Funny, some Rubyists are stupider than a piece of wood
This one for example. He proposes a simple way to make Java developers angry, by showing them some code. His example is
File.open('server.cert').readlines[1..-2].join.gsub(/\n/, '')
and throws a challenge:
Anyhoo, all you have to do now is find someone who uses a big stupid language and throw an example like above to their face and tell them to beat it. See if they can write it more elegantly using their language. The beauty of the trick is that there’s no way in this world that’s gonna happen.
My 20min Java version looks like this - more or less identical:
File.open("server.cert").readlines(1, -2).join().gsub("\n", "")
Poor blogger, another fanboy without a clue who confuses languages and API design - in this case method chaining.
Because there’s a very high probability that the other person, yes, the one who’s using a big stupid language, will get so angry and beat you up.
Nope, I just write the code in Java. That’s all.

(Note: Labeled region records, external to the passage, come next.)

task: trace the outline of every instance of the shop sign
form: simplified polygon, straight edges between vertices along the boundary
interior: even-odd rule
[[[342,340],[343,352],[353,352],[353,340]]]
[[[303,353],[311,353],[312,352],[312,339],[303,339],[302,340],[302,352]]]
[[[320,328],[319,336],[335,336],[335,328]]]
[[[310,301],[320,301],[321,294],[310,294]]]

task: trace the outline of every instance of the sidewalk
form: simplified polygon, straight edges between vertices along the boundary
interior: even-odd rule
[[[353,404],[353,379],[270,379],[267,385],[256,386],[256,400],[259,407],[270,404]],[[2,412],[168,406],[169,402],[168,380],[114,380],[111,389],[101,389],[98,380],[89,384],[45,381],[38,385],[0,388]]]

(Beside that, the oneliner is hard to read, hard to maintain, hard to reuse. Fine if your the sole developer in a project, bad if there are 50 others who need to maintain your code. I’d prefer a CertStripper ;-)

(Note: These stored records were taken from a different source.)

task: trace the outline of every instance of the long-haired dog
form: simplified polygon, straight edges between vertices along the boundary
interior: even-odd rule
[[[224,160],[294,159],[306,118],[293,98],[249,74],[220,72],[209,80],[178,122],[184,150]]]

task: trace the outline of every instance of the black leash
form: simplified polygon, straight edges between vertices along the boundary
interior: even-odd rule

(As a second side node, where is the fluent interface to google collections, I’ve needed one today)
Update: Someone wrote a comment to the linked blog post by copying parts of this post. And because someone asked: No this cannot be done with the JDK, therefor it’s an API problem. You need to write some code on your own to fluently wrap JDK classes. See the mentioned fluent interface link above to see how this can be done to an existing API.
“My language can beat up your language” is a game played by school kids. Adults are busy putting bread on the table, and will gladly reach for whichever language does that best today. If it’s Ruby, fine. If it’s Java, that’s fine, too. And if it’s not Java, but the boss is paying better for Java today, then… well… I like bread on the table. Because it’s a grown-up world out there, full of Turing complete languages that are mostly good enough to do the job, and that all pretty-much suck in varying ways and are pretty-much great in other ways. I do have my preference, as we all do, but that preference doesn’t make my favorite language necessarily better. It makes it comfortable and broken in, like a favorite pair of shoes. It doesn’t give me blisters anymore.
The most important thing about a language and a platform is that you know it well. Because the language that you know very well is mighty and powerful, no matter how much it sucks compared to the much better one you don’t know at all.
Chuck Yeager said, of pilots and planes, “It’s the man, not the machine.” It’s just as true of programmers and languages.